The WWF publishes three magazines, the largest boasting a paid circulation of 350,000, according to company spokesman Steve Planamenta. It has produced two wrestling albums (McMahon sings the title song on "Piledriver," which Planamenta claims went gold in Canada).
WWF gross sales from merchandise--T-shirts and refrigerator magnets and lunch boxes--reached $200 million last year, according to Dave Meltzger, a weekly columnist for the National and publisher of the Wrestling Observer, a 4,000-circulation subscription newsletter that covers the industry. That figure, Meltzger said, includes sales of more than 80 WWF videos.
Live shows, however, are still the meat and potatoes of wrestling. And the big bonanza is Wrestlemania, which grossed more than $30 million this past spring, a big chunk of it in pay-per-view fees.
Now 43 and termed "easily a centimillionaire" by Forbes magazine, McMahon declined through a spokesman to be interviewed. Planamenta explained that his boss is a "behind-the-scenes" kind of guy who prefers to remain "low-key."
It's a muggy Sunday night at the Los Angeles Sports Arena, and some of thousands of fans are hollering insults at a fem wrestler wearing a gold cap and gown. The Genius prances up to a crimson-faced man in the front row who has been jabbing his fingers in the air and shouting derogatory sexual barbs. The man's son is near tears, tugging on his father's hand, pleading with him to sit down and be quiet.

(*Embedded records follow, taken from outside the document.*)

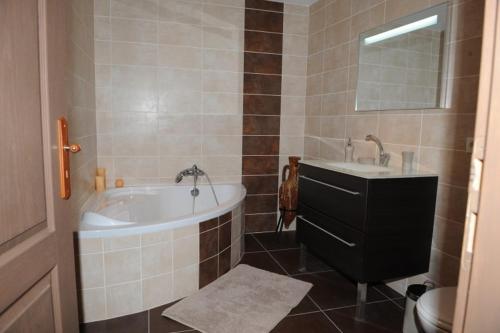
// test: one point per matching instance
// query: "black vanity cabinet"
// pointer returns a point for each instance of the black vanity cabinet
(370, 229)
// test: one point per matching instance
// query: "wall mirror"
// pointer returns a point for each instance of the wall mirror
(403, 64)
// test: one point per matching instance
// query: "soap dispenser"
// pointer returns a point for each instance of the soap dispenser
(349, 151)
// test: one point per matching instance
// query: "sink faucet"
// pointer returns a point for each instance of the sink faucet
(383, 156)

Later, the Hart Foundation, a "tag team" of wrestlers comprising Bret (the Hitman) Hart and Jim (the Anvil) Niedhart, gets beat by the Demolition, evil-looking thugs with painted faces and black spiked hoods and boots. Hart and Niedhart, a former all-American shot-putter for UCLA who grew up in Newport Beach, are the clearly cast good guys, wearing pink spandex tights with black hearts on them.
The crowd is disappointed, but they'll come back for the grudge rematch one of these days soon.

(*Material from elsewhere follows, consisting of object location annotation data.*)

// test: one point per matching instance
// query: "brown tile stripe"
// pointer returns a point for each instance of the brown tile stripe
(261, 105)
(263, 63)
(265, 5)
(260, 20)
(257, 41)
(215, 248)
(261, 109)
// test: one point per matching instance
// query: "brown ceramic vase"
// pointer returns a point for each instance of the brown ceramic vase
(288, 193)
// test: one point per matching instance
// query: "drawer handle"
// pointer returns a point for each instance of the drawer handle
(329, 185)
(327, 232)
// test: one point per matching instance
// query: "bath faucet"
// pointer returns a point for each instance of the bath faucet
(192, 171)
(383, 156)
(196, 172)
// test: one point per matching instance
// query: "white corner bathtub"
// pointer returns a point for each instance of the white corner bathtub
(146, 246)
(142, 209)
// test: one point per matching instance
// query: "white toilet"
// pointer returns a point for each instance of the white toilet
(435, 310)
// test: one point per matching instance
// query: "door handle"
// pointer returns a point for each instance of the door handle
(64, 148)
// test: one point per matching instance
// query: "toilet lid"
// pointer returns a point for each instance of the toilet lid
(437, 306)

"It seems to me rather trite to just attack it, so I tried to understand it," said the Washington Post's Shales. The appeal of wrestling, he said, seems to be the "simplistic clash of good and evil, and the eventual victory of the good guy. Usually when the good guy loses, it's because the bad guy cheated," and the fans relate to this because of "whatever dirty deeds have been done to them in their lives. And while they may never conquer their ex-bosses or ex-wives or ex-husbands (who crossed them), they can see this fabulous ritual where good does conquer evil."
Adds Meltzger: "Sure it's exaggerated, but I think part of the appeal is the violence."

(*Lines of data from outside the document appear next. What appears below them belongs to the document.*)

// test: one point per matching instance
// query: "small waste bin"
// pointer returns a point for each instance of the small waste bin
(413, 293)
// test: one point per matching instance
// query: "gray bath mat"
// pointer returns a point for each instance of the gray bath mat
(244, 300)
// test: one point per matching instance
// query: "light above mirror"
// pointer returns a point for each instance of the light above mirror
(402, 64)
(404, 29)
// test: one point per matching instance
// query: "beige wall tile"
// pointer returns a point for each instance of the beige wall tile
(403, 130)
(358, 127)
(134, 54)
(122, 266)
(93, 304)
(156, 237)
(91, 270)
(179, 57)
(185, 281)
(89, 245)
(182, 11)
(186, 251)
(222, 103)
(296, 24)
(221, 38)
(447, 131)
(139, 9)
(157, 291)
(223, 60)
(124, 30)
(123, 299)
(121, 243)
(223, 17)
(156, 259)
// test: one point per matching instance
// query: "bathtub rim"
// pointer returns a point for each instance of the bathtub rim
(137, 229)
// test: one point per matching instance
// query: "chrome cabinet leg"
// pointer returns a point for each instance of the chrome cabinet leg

Bad News Brown, a black wrestler from Harlem who appeared recently on Arsenio Hall's talk show (he's a fan), is tossing insults like a tomahawk in a pre-match exchange with opponent Jake (the Snake) Roberts. Brown is billed in the arena program as the "terror of the ghetto." Roberts, who is white, wrestles with his chief accessory, a python named Damian, and is described in the program as "emotionally unassailable . . . so deep nobody will ever answer the question" of why he provoked Brown by sending him a rubber snake.
"You slimy cockroach," says Brown. "You lowdown reptile. You messed with Bad News Brown. You tried to rag on me, to play your fool head games. Now I'm gonna play games on your skull. I'm gonna take your head to the schoolyard and bounce it around like a basketball. I'm gonna get a broomstick and use that ugly head of yours for stickball. I'm gonna have some fun in the streets with you, Roberts."
"Bad News Brown, you are afraid of something, and I will find what it is. Maybe it's the DDT. Maybe it's Damian. And maybe it's me. For you, I may be fear itself," rejoins Roberts.
OK, so it's not Masterpiece Theater. Some might argue that it's not even entertaining. But professional wrestling is definitely big business.
"The masses love it," says one industry watcher. "It's like country-Western music. Nobody wants to admit they like it, but everybody seems to know the words to a Willie Nelson song."